A federal court should not, indeed it has no power, to take charge of such an offense on merely general allegations made by way of conclusion that there was invasion of a citizen’s federal right, or that a transaction violated some federal law not specified or connected by any allegations of fact. Under our dual system of government, it is incumbent upon the federal courts to exercise meticulous care to avoid encroachment upon the sovereign powers of any state.
As it does not appear from any of the facts pleaded in the indictment herein that the citizen, Harrison, had reported to the federal employees called “investigators” any acts or transactions made criminal by any federal law, there was no jurisdiction in the federal court over the assault upon him or the conspiracy to commit the same.
The indictment contains the allegation that the defendants therein named did remove and bring distilled spirits to certain premises in St. Louis, Mo., but tlie allegation is in no way connected with the charge sought to be presented by the indictment, and is merely surplusage.
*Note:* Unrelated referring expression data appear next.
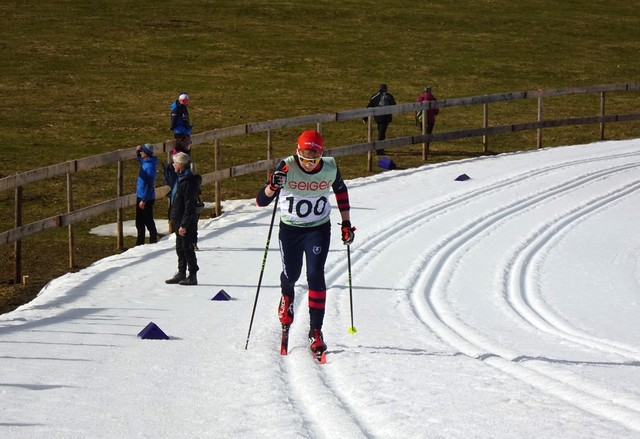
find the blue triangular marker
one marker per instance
(222, 295)
(152, 332)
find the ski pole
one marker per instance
(264, 261)
(352, 329)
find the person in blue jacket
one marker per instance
(146, 194)
(183, 215)
(181, 123)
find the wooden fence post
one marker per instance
(539, 130)
(485, 124)
(70, 230)
(425, 146)
(602, 108)
(369, 139)
(119, 211)
(216, 185)
(17, 247)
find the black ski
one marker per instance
(284, 345)
(320, 356)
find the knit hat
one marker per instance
(182, 158)
(147, 148)
(311, 140)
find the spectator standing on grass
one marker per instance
(431, 114)
(382, 98)
(181, 124)
(184, 218)
(146, 194)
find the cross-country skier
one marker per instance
(304, 181)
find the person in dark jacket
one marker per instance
(181, 124)
(184, 218)
(382, 98)
(146, 194)
(431, 114)
(304, 181)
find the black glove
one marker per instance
(277, 180)
(347, 232)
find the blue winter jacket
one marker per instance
(145, 189)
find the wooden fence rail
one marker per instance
(17, 181)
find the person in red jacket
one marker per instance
(431, 114)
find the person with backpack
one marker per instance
(181, 124)
(381, 98)
(303, 182)
(183, 215)
(431, 114)
(146, 194)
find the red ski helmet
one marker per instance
(311, 140)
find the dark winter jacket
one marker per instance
(184, 197)
(180, 122)
(145, 189)
(380, 99)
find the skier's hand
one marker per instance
(347, 232)
(277, 180)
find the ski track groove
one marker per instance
(319, 389)
(437, 315)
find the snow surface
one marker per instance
(504, 306)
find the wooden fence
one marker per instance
(72, 216)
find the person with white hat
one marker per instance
(184, 218)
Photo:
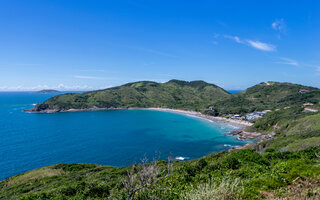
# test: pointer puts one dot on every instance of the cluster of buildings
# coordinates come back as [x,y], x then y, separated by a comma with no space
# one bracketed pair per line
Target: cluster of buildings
[249,116]
[256,114]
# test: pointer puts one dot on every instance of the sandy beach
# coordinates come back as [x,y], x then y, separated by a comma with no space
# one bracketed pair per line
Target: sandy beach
[208,117]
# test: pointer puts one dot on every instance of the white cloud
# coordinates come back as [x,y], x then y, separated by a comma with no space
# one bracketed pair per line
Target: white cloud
[261,46]
[288,61]
[86,77]
[60,86]
[254,44]
[318,71]
[234,38]
[279,25]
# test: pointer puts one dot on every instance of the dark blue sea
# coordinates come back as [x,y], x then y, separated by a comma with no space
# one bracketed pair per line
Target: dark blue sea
[119,138]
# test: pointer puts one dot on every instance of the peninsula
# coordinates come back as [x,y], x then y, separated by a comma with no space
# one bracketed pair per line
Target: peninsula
[285,163]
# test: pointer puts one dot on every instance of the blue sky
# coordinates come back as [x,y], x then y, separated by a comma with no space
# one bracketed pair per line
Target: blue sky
[85,45]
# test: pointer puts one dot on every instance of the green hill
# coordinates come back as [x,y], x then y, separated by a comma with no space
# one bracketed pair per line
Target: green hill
[268,95]
[284,167]
[173,94]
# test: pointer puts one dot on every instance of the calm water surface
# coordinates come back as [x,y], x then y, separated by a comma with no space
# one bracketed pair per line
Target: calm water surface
[119,138]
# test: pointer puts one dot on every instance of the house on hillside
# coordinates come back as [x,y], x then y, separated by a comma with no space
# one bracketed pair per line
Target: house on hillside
[307,104]
[256,114]
[303,91]
[211,108]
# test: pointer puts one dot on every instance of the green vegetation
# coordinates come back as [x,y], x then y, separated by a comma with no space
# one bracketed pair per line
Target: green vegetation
[286,166]
[244,174]
[265,96]
[193,95]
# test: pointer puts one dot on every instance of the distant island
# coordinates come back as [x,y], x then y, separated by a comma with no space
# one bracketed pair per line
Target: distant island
[283,163]
[47,91]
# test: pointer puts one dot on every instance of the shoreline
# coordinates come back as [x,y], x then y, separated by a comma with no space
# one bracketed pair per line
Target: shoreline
[203,116]
[241,134]
[179,111]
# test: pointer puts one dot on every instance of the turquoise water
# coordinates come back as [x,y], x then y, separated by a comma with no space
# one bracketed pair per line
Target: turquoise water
[119,138]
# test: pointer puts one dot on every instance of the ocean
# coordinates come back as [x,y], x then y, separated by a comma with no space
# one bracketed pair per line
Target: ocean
[118,138]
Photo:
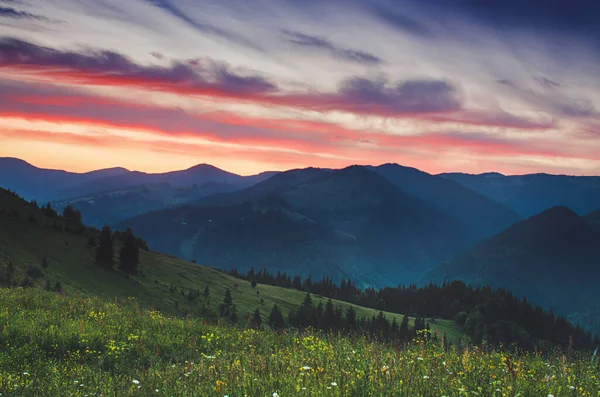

The appellant also complains against the severity of his sentence. Seven years’ imprisonment was imposed under the indictment here considered, and it is stated at the bar that some additional years were imposed for his violation of the liquor law in the same transaction. Conceding that this court may not on that ground reverse a sentence that is kept within the limit of the statute, it seems not inappropriate to recall the declaration of the Supreme Court in Fox v. State of Ohio, 5 How. 410, 12 L. Ed. 213, that the institutions both of the state and federal systems are administered in a benignant spirit. The instances in which extreme penalties are prescribed by Congress are very rare. The statute here involved permitting the harsh penalty of ten years’ imprisonment for a violation is exceptional because it was enacted in the cruel aftermath of the Civil War to suppress with extraordinary rigor massed violence against the newly bestowed civil rights of the negro race. To heap its extreme harshness upon this single negro for an assault is benignant only in a bitterly ironical sense. In thousands of cases every year local magistrates who know the parties before them find ten days’ in jail or a fine that can be paid sufficient to tame the aggressor and save the peace and dignity of the State where angry men have inflicted blows.
I think there was no jurisdiction to render the judgment appealed from, and it should be reversed.